Let $(\Omega) \subset \mathbb{R}.$ Suppose $f\in W^{k,p}(\Omega)$ then its first order weak derivatives (which is a distributional derivative) belongs to $W^{k-1,p}(\Omega)$ for $k\geq 1.$
Suppose $f\in L^p(\Omega).$ Does the first order distributional derivative of $f$ belong to $W^{-1,p}(\Omega)?$ If so how to prove it?

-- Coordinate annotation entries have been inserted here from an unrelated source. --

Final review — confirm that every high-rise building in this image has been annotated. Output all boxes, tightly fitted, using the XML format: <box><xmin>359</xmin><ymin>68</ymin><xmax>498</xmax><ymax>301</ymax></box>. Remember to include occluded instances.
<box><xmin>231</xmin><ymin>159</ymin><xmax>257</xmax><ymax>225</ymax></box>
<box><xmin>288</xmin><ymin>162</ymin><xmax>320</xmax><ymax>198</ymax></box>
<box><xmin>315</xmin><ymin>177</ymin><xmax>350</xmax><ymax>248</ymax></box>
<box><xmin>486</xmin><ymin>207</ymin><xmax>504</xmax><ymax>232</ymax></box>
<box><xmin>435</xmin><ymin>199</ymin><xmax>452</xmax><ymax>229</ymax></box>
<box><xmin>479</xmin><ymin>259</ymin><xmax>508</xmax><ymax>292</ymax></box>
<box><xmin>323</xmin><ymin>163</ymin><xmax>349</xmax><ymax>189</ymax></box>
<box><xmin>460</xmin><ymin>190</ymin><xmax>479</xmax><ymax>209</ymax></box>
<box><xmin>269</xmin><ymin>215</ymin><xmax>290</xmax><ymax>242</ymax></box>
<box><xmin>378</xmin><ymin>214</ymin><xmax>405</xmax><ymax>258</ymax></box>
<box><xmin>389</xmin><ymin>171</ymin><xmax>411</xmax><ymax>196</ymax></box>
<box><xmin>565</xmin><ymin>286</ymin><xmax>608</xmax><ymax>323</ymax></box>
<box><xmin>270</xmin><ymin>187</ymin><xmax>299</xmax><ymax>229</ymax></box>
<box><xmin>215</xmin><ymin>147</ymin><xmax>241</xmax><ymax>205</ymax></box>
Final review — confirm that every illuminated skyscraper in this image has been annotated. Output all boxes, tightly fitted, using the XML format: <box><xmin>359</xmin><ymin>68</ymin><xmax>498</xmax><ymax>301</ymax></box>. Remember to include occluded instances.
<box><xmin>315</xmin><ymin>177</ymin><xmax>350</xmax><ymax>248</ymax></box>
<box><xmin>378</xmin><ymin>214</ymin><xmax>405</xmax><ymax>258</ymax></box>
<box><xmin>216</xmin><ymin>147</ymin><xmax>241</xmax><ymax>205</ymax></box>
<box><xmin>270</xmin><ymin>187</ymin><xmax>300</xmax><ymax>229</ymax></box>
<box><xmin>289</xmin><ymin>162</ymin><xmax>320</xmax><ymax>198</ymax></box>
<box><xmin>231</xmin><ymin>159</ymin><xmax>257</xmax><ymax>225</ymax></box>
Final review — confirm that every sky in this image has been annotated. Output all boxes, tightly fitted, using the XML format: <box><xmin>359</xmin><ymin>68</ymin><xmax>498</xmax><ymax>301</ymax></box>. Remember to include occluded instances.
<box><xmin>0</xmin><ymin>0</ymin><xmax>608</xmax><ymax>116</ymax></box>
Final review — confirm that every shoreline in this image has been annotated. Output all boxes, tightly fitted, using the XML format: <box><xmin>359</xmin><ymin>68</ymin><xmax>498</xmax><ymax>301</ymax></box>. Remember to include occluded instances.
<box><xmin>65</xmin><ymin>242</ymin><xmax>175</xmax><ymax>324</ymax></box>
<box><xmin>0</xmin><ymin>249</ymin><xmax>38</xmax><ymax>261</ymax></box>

Similarly, if $f\in W^{-k,p}(\Omega).$ Does the first order partial derivative belong to $f\in W^{-k-1,p}(\Omega)?$
P.S: $W^{-k,p}(\Omega)$ is defined as the dual of $W_0^{k,q}(\Omega).$
A problem of definition? If $\phi \mapsto \langle f,\phi \rangle\in W^{k,q}_0(\Omega)'$ then $\phi \mapsto \langle f,\phi' \rangle\in W^{k+1,q}_0(\Omega)'$
Its restriction to $\phi \in C^\infty_c(\Omega)$ gives the distribution $\phi \mapsto \langle f,\phi' \rangle\in D'(\Omega)$ that we are allowed to denote $\phi \mapsto -\langle f',\phi \rangle$
and which is the distributional derivative of $\phi \mapsto -\langle f,\phi \rangle\in D'(\Omega)$.
So yes the distributional derivative of the distribution represented by $f\in W^{k,q}_0(\Omega)'$ extends to an element of $W^{k+1,q}_0(\Omega)'$.
Is there another interpretation of your question?